- A nearly complete lowermost Albian (uppermost Aptian?) to
lowermost Oligocene sedimentary sequence of mudrock, shale, and interbedded turbidite sandstone and other gravity flow deposits was recovered at ODP Site 1276 in the deep Newfoundland Basin. Calcareous nannofossils provide the most complete biostratigraphic age control for Site 1276. Planktonic foraminifers provide sporadic but complementary age control and are best represented in turbidite sandstones. Palynomorphs are particularly abundant and useful for biostratigraphy in organic-rich Paleogene and mid-Cretaceous sediments.
- Site 1276 has been at abyssal depths (>2000 m) near or below the CCD since earliest Albian time (~112 Ma). Calcareous microfossils are not abundant, except in some turbidites. In situ mudrock and shale are characterized by abyssal agglutinated foraminifers and varying quantities of radiolarians, phosphatic fish debris, sponge spicules, and plant debris. Calcareous nannofossils are generally present in many samples owing to their transport to the deep sea in fecal pellets or distal turbidites.
- The Albian part of the succession accumulated very rapidly in response to erosion on the Grand Banks associated with the Avalon uplift, increased sedimentation associated with relatively low sea level, and/or increased accommodation space associated with subsidence of the young Newfoundland continental margin.
- Two mid-Cretaceous OAEs are well developed at Site 1276. Basal Albian OAE1b occurs in Cores 210-1276A-95R and 94R, and Cenomanian/Turonian boundary OAE2 occurs in Sections 210-1276A-31R-2 and 3. Both OAEs lack benthic biota in the laminated black shale, suggesting that anoxia may have existed through much of the basal water column, thereby contrasting the expanded oxygen minimum zone model for OAE development.
- Calcareous nannofossil assemblages suggest surface water cooling in the vicinity of Site 1276 following OAE2 in the early Turonian. This may be a widespread if not global phenomenon related to the excess burial of carbon during OAE2.
- Much of the Upper Cretaceous (Turonian–Maastrichtian) is represented by a relatively condensed sequence of oxidized sediments due to the combined influences of high global sea level, elevated CCD, and invigorated deepwater circulation during the Late Cretaceous.
- A biostratigraphically complete Cretaceous/Paleogene boundary was recovered in Section 210-1276A-21R-4. This represents one of the deepest water K/P boundary sections known.

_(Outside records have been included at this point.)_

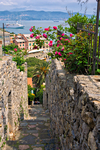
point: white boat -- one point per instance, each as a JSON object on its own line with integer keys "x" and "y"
{"x": 14, "y": 26}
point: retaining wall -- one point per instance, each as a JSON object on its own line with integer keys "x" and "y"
{"x": 13, "y": 97}
{"x": 74, "y": 105}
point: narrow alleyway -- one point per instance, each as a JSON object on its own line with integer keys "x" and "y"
{"x": 34, "y": 133}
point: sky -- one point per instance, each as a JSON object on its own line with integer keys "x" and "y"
{"x": 48, "y": 5}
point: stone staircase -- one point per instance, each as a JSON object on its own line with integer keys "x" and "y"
{"x": 34, "y": 132}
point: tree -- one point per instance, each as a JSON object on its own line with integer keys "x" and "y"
{"x": 39, "y": 74}
{"x": 74, "y": 20}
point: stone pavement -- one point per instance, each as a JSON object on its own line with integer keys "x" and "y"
{"x": 34, "y": 133}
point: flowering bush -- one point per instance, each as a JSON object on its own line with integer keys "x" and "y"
{"x": 73, "y": 52}
{"x": 18, "y": 56}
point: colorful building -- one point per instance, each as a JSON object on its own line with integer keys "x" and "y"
{"x": 21, "y": 41}
{"x": 6, "y": 37}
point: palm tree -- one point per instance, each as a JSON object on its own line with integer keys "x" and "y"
{"x": 39, "y": 74}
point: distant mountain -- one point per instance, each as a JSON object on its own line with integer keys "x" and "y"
{"x": 33, "y": 15}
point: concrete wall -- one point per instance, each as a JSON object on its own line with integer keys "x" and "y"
{"x": 74, "y": 105}
{"x": 13, "y": 97}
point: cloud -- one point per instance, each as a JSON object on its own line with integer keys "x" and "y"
{"x": 47, "y": 5}
{"x": 8, "y": 2}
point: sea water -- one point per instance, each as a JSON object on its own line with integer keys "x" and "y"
{"x": 28, "y": 24}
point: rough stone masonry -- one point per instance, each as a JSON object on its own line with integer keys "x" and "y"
{"x": 74, "y": 105}
{"x": 13, "y": 98}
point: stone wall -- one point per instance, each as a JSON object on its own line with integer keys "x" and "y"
{"x": 74, "y": 105}
{"x": 13, "y": 97}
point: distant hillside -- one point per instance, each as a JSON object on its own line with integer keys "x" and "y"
{"x": 33, "y": 15}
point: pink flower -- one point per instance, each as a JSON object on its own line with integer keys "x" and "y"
{"x": 62, "y": 49}
{"x": 44, "y": 35}
{"x": 63, "y": 34}
{"x": 71, "y": 35}
{"x": 37, "y": 37}
{"x": 32, "y": 35}
{"x": 30, "y": 29}
{"x": 35, "y": 47}
{"x": 56, "y": 53}
{"x": 54, "y": 27}
{"x": 57, "y": 45}
{"x": 66, "y": 39}
{"x": 15, "y": 49}
{"x": 58, "y": 41}
{"x": 47, "y": 29}
{"x": 51, "y": 43}
{"x": 69, "y": 53}
{"x": 59, "y": 53}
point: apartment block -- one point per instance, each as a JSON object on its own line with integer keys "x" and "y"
{"x": 21, "y": 41}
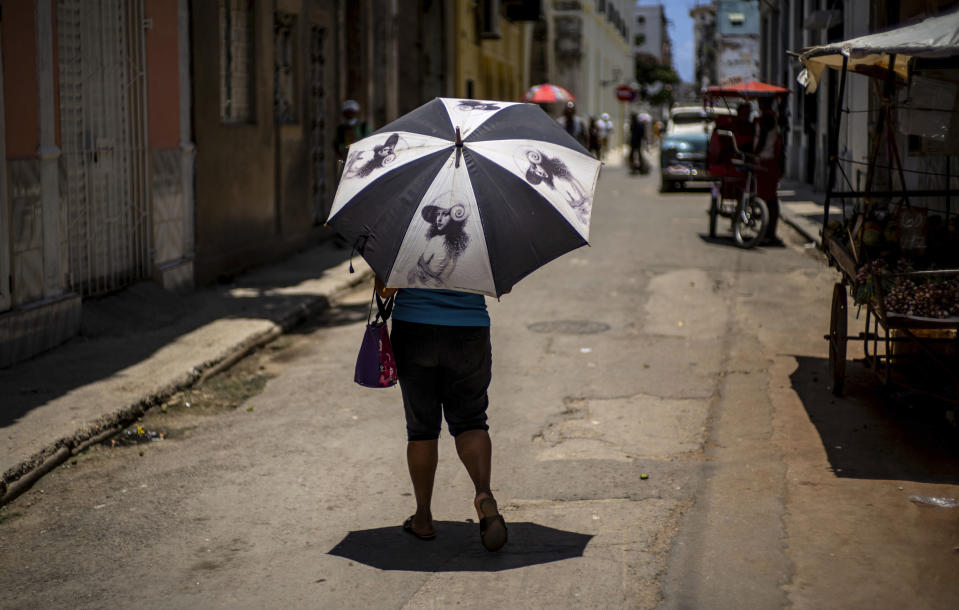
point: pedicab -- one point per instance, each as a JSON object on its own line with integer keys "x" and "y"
{"x": 895, "y": 242}
{"x": 744, "y": 181}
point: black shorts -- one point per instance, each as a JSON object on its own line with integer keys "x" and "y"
{"x": 443, "y": 371}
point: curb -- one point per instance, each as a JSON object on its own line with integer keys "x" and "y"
{"x": 20, "y": 477}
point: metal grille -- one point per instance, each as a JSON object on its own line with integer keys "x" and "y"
{"x": 104, "y": 178}
{"x": 318, "y": 139}
{"x": 236, "y": 61}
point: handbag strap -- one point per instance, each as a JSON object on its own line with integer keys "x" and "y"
{"x": 384, "y": 308}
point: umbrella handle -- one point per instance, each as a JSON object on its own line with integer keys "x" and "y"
{"x": 358, "y": 248}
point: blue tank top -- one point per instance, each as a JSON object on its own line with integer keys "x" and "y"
{"x": 442, "y": 307}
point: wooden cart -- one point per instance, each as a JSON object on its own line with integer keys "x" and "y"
{"x": 920, "y": 353}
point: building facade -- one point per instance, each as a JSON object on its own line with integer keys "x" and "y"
{"x": 588, "y": 50}
{"x": 797, "y": 24}
{"x": 97, "y": 183}
{"x": 737, "y": 41}
{"x": 704, "y": 41}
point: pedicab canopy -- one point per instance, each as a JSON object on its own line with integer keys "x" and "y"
{"x": 933, "y": 37}
{"x": 748, "y": 90}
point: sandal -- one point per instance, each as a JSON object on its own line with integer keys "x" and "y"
{"x": 492, "y": 526}
{"x": 408, "y": 528}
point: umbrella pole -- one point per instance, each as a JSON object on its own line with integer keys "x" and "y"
{"x": 834, "y": 144}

- The discovery of redeposited large-size benthic foraminifers with Caribbean affinities in Cores 210-1276A-15R through 7R demonstrate that a shallow-water carbonate platform(s) existed nearby on the southeastern Grand Banks, Newfoundland Seamounts, or southern Flemish Cap during the Campanian–Maastrichtian and again during the latest Paleocene and early Eocene. Both time intervals correspond with high sea level and global warmth. These findings suggest that paleobiogeographic boundaries shifted much further north and that a proto-Gulf Stream probably crossed the offshore Newfoundland region at these times.
- A probable hiatus and condensed interval spanning ~4.8 m.y. in the early middle Eocene (~48.5–43.7 Ma) suggest that invigorated bottom water flow and a change in global eustatic sea level accompanied the onset of global cooling, or opening of the Arctic Basin, following the
early Eocene Climatic Optimum (EECO).